NIH-funded tissue chips are rocketed to the International Space Station, and this research in microgravity could produce new insights about the ageing process.
During space travel, astronauts experience physiological such as bone loss, muscle deterioration and altered immune systems, typical changes associated with the ageing process. When the astronauts return to Earth, the changes often reverse. Therefore, to better understand the relevance of the astronauts’ experience to human health, the National Institute of Health’s (NIH) National Centre for Advancing Translational Sciences (NCATS) partnered with the International Space Station U.S. National Laboratory (ISS National Lab) to send tissue chips, a ground-breaking research technology initiative that leverages the unique microgravity environment in space and reflects the human body, into space.
Tissue chips and the ageing process
On 5 December 2018, a set of tissue chips that model aspects of the human immune system are scheduled to launch on SpaceX’s 16th commercial resupply mission (awarded by NASA) from Cape Canaveral, Florida, USA, to the ISS National Lab. The immune system tissue chip was developed to explore the relationship between the ageing process and immune responses, and to look for possible ways to slow the ageing process.
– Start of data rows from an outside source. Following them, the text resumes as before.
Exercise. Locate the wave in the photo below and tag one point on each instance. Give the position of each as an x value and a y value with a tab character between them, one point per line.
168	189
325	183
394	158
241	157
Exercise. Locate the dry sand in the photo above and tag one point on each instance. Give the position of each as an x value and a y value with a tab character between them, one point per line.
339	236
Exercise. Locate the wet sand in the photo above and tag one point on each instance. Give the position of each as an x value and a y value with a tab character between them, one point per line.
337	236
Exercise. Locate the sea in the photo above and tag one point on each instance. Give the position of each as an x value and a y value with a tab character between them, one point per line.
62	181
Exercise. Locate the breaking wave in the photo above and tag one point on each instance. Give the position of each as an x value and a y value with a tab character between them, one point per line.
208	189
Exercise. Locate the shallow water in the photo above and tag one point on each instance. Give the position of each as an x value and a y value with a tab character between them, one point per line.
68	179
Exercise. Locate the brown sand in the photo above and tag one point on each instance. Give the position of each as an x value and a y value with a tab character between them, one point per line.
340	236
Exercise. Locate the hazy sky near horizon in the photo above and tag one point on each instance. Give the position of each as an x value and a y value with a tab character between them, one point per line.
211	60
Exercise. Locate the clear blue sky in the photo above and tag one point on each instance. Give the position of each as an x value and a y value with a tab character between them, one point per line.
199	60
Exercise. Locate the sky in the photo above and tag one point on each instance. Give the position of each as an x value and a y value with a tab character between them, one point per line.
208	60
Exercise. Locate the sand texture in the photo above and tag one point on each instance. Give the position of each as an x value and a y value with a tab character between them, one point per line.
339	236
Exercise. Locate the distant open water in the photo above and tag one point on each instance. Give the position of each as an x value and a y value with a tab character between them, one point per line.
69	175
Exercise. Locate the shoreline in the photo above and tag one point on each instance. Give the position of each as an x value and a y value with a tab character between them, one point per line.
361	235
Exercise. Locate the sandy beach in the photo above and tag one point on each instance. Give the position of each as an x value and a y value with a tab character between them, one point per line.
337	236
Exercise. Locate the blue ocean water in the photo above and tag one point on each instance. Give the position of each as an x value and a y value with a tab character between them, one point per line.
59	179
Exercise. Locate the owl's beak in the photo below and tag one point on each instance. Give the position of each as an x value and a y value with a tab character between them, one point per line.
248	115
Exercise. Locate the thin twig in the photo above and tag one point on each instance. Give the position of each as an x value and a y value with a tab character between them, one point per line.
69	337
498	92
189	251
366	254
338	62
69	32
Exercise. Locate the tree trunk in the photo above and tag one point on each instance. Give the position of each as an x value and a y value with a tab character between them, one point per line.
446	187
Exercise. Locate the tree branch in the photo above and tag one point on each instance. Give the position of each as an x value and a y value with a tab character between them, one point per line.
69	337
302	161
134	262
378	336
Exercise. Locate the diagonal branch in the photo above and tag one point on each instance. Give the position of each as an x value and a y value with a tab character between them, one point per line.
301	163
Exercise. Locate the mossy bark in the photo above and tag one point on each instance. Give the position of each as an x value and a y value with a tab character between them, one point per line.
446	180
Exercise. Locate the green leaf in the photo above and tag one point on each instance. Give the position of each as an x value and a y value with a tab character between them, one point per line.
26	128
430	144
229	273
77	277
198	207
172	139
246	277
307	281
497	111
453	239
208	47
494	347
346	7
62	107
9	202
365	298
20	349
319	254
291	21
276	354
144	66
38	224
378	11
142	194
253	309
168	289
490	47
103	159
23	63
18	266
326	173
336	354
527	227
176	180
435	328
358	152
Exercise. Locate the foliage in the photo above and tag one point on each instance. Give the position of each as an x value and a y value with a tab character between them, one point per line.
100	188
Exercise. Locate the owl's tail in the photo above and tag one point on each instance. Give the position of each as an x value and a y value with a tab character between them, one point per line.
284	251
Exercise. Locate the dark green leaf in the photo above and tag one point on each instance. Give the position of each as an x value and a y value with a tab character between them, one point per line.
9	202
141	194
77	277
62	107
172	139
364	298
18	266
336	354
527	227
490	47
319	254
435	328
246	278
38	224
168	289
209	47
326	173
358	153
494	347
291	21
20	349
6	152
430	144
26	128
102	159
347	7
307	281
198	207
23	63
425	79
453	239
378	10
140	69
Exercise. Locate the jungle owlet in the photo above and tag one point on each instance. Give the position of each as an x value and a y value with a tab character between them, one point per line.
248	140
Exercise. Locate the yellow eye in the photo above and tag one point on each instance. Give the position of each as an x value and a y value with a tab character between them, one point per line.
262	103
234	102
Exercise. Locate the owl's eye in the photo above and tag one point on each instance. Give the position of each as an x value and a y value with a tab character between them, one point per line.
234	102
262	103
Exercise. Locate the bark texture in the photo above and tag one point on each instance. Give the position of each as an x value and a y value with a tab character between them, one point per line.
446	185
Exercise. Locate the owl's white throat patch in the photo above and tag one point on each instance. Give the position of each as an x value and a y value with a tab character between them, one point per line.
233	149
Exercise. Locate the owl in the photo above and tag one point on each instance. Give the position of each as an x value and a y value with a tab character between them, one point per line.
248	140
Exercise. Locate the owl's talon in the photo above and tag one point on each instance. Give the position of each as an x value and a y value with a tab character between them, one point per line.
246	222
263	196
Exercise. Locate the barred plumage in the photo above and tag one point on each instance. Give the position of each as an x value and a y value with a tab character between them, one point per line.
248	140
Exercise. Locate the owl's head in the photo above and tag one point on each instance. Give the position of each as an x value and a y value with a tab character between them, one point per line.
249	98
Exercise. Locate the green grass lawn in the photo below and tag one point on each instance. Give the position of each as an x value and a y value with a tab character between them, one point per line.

NCATS Director Christopher P. Austin, M.D., the U.S. Department of Health & Human Services and NIH liaison to NASA explains: “Research on the ISS National Lab is creating unprecedented opportunities for scientists to study microgravity-induced changes in human physiology relevant to diseases here on Earth, as well as to accelerate the development of translational technologies for earthly applications.”
“NCATS’ research carried on today’s launch will not only contribute valuable knowledge on the ageing process but also may reveal new approaches to ameliorating the effects of ageing.”
The immune system tissue chip
Designed to work like human organs, tissue chips essentially mimic living human tissues and cells. Each immune system chip includes three types of cells: a specific type of immune cell, cells from bone marrow, which make immune cells, and cells from the lining of blood vessels, where immune cells come across infection. A few dozen of the immune system chips are travelling to the space station, where they will stay in an incubator. After two weeks, the chips are to be frozen and preserved, then later, they will be transported back to Earth for analysis.
“By sending our immune chips into space, we’ll be able simulate the aging process of the immune system and understand how it affects our body’s ability to repair itself as we grow older,” adds Sonja Schrepfer, M.D., Ph.D., professor of surgery at UCSF and co-developer of the immune system chip.
Microgravity and the ageing process
Danilo Tagle, Ph.D., NCATS acting deputy director and associate director for special initiatives explains the research further: “We expect this research to give scientists new insights into the molecular basis for many human conditions, which in this particular project relates to how microgravity induces ageing of the immune system that may lead to the development of novel therapies here on Earth.”